# Enkil's Journal



## Enkil (Jan 15, 2012)

This shall be my new journal.



It has been quite a long time since I've been here. So some updates are in order....
I landed on some very hard times. Not going to go into real details though. Things are still kind of hard in that area...


I am starting my hobby from scratch for the most part. New home. New plans.
I have 1 male betta at the moment. He is currently in a quarantine tank. Purchased for me by my friend's mother, Herman is a red HM. His red is _very_ vibrant. So far, he has _no_ iridescence to speak of. Beautiful 180 spread with nice sharp edges. Pretty even anal fin. Wish his anal fin curved forward a little while he flared, but can't complain really. Only thing that needs real work with him is his dorsal. Would like it to be a little wider.

My friend is letting me use his male betta as well. He has a lovely marble double tail. Yellow, white, blue, and green. No red at all. Very nicely divided tail and even lobes. Gorgeous dorsal. Anal needs a little work. His yellow color is to die for really. Very vibrant instead of the washed out color I have been seeing lately.

I also have access to a lot of tanks. Have some cleaning and arranging to do before I start anything, but getting there slowly.
This does mean that I am in the market for some new fish though. Mostly females, but need a couple males to. Hoping to get my hands on some marbles to play with. For Herman, I'm trying to find either a double tail female or a female with a very nice dorsal. Either way, she will be either red or cambodian if I can swing it.




Also here we have 2 dogs, cats, a chinchilla, a lizard, and some birds. None of which are mine. However, one of the cats seems to think I am his. I love that they are so into animals here. Makes me feel very at home. Oh, and his mom also has this beautiful blue and black CT male who has a perfect 180 spread. He's gorgeous really and I'm not a CT fan.
Things are very different for me now. Getting used to them though. I'll be able to be active here again. Will be using my friend's camera once I figure it out. I'll keep you all updated on my progress.


----------



## Enkil (Jan 15, 2012)

Updates....

Herman is doing well. He has some growing to do. Have him on some very small pellets since his mouth is so tiny. He sure has attitude. I flare him once a day. He seems to look forward to his flare sessions. He's rather cute and growing on me. Wasn't sure that I'd get into HMs again.
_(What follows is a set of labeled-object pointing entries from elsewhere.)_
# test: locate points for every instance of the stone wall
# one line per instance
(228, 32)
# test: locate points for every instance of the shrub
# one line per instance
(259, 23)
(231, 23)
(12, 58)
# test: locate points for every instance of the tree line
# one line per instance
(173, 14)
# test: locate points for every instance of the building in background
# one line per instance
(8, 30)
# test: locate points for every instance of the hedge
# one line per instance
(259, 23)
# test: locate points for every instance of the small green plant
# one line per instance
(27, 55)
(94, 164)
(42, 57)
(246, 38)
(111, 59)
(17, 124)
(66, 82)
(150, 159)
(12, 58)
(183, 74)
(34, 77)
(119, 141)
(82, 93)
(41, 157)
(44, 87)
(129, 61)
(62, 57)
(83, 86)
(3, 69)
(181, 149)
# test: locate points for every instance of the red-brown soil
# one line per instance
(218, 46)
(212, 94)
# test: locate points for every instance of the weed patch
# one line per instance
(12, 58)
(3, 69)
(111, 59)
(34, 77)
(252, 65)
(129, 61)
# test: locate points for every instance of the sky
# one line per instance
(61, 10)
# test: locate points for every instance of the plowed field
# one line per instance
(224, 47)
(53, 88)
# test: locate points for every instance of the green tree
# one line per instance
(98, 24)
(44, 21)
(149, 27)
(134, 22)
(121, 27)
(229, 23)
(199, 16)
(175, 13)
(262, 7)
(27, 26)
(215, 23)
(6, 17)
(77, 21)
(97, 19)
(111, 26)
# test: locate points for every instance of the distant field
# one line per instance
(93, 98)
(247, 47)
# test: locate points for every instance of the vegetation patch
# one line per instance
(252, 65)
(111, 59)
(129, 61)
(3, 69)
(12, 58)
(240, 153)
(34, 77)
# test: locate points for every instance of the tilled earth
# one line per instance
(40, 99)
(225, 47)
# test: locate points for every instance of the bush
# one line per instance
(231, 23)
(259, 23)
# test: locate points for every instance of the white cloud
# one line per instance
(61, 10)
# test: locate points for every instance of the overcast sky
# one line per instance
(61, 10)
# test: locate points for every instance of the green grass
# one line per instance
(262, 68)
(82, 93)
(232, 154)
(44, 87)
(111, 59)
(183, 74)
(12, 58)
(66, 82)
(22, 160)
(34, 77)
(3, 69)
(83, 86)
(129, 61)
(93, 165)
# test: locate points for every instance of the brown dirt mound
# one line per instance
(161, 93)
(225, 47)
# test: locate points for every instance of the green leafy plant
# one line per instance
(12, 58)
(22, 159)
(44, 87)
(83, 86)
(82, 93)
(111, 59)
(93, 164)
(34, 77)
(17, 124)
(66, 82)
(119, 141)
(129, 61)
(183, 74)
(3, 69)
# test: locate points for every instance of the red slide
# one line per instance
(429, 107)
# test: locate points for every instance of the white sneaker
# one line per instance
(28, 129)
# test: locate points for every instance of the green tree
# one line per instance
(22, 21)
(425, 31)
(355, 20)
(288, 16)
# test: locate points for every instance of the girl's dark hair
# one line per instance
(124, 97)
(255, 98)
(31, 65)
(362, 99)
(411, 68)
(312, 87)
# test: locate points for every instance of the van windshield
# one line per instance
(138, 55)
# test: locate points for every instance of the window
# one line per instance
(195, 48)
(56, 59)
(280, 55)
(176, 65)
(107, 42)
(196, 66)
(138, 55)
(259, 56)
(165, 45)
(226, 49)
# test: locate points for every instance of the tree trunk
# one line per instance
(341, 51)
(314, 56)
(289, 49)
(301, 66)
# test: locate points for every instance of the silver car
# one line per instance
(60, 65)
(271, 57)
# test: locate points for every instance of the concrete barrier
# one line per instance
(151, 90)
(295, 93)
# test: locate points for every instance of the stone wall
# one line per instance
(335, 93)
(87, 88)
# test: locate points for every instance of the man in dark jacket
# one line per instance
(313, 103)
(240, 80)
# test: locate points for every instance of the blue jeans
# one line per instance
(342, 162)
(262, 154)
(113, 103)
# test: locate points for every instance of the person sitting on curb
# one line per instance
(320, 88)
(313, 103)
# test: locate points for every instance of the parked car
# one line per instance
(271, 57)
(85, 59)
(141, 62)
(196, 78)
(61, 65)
I had planned on sticking to HMPKs, but I really do love all that fin.

The two tanks we have in use for the boys (each has their own tank right now) have been cleaned today. Herman is still in a small quarantine tank. Want to make absolutely sure that he is completely healthy before setting up a divided tank.

The other tanks are in the process of being cleaned since they haven't been used in a very long time. Once one of the smaller ones is nice and clean, it will be set up as a quarantine for new plants.
There is a small tank that I'm eying as another quarantine tank for new fish. That would give us 3 QTs which would make me feel much more comfortable.
I'll use a 10 gal for spawning and will only do 1 spawn at a time so that I can give the fry all my attention rather than having it divided between spawns. My friend is going to be in charge of shipping things. I'll likely put them in charge of ordering things for me as well.

Taking things one day at a time. Have a list made of things I need to get and am keeping my eye out for any females that catch my eye. Have yet to find any though. I'm in no rush to find them. I'll just keep looking.


----------



## Enkil (Jan 15, 2012)

Taking care of little Herman. I'm quite happy with him really. He's grown a little since I got him. Going to get him some new foods this weekend to help that along.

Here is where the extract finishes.